Here’s a simple way this may be achieved. Suppose there are [tex]n[/tex] computers in the cluster. Number them [tex]0,\ldots,n-1[/tex]. Let [tex]\#(\cdot)[/tex] be a hash function. An unfortunate fact is that this use of the term “hash” is completely different than the useage of “hash” to denote a set of key-value pairs. In practice, this isn’t as confusing as you might think, but you should note the difference. In any case, the way we set up our distributed hash is to store the key-value pair [tex](k:v)[/tex] on computer number [tex]\#(k) \mod n[/tex]. Because the hash function distributes key values in a uniform way, the result is to spread the key-value pairs through the cluster in a uniform way.

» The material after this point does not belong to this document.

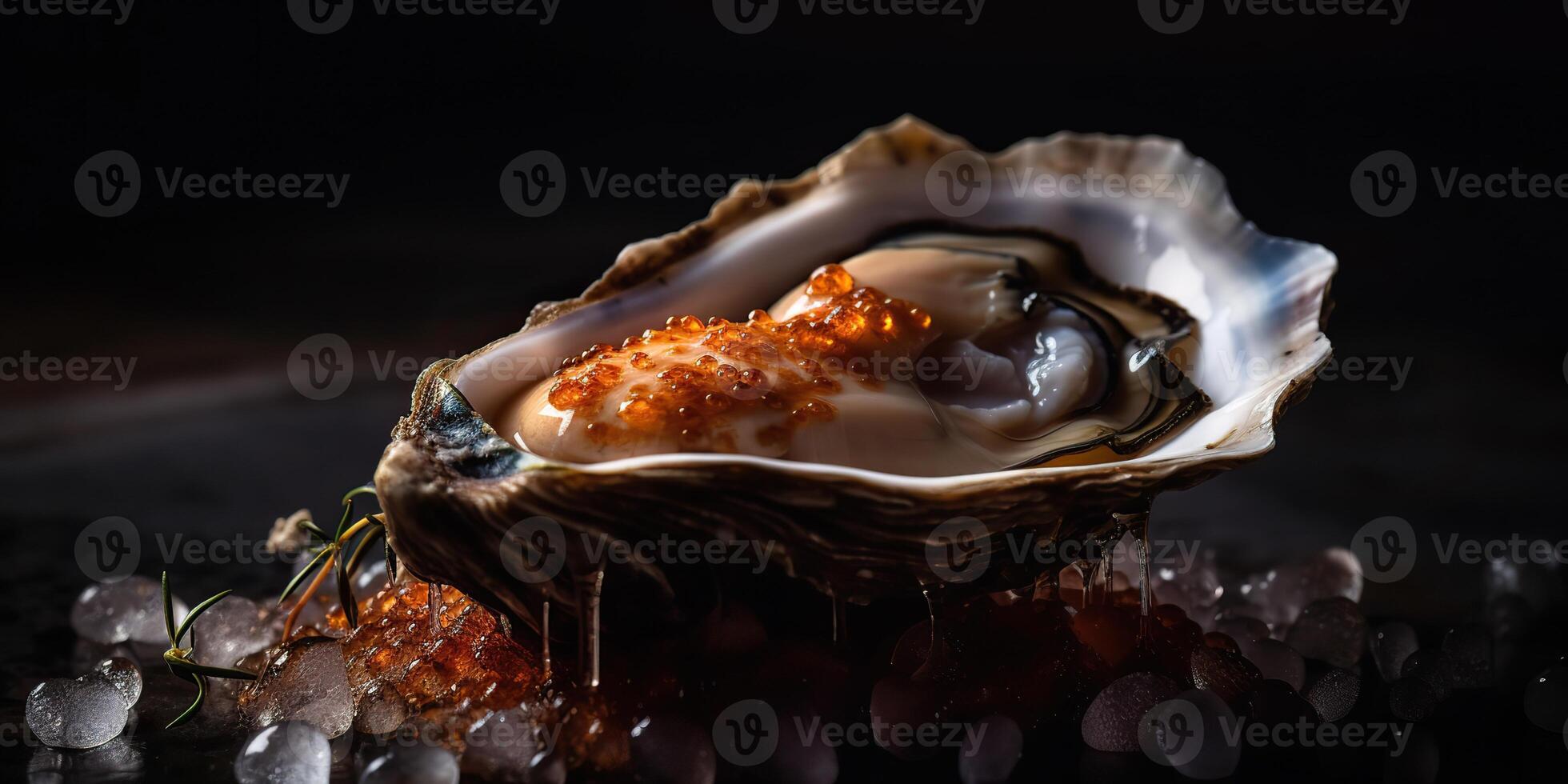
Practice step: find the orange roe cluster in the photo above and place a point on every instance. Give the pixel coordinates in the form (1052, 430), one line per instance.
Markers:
(450, 678)
(706, 372)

In a practical implementation, this approach to storing a distributed hash has some drawbacks, which we’ll come back to in later posts about the Google File System and BigTable. But for now, you can think of a distributed hash in this way.

Document collection

There are many possible ways we could be presented with the documents we’ll use to build our statistical model of translation. To make things concrete, and to illustrate the general ideas used to manage the distribution of documents across the cluster, let’s imagine we’re presented with them as a file containing several million URLs, with each URL pointing to an English language text which we’ll use to build a language model. Alternately, the file might contain URLs pointing to pairs of translated texts, in English and in French, which we’ll use to build the translation model. The same basic ideas apply in both cases, so to be specific, I’ll suppose the URLs point to English-only texts.

We use the URLs as keys in a distributed hash. Assuming that they start on a single machine, we first need to distribute the keys across the cluster, and then initialize the corresponding values to empty. The result is a distributed hash with key-value pairs (URL:empty). We now use that distributed hash as input to a Map job, which applies a mapper to (URL:empty), downloading the webpage for the URL, and storing the resulting document as the value corresponding to the key. The resulting distributed hash has key-value pairs (URL:document). We’ll use that distributed hash in constructing the language model, as described below.

Language model

Recall from the previous post that in the bigram model we compute the probability of a sentence as:

[tex] \mbox{pr}(e_1,\ldots,e_m) = \mbox{pr}(e_m|e_{m-1}) \mbox{pr}(e_{m-1}|e_{m-2}) \ldots \mbox{pr}(e_2|e_1) \mbox{pr}(e_1). [/tex]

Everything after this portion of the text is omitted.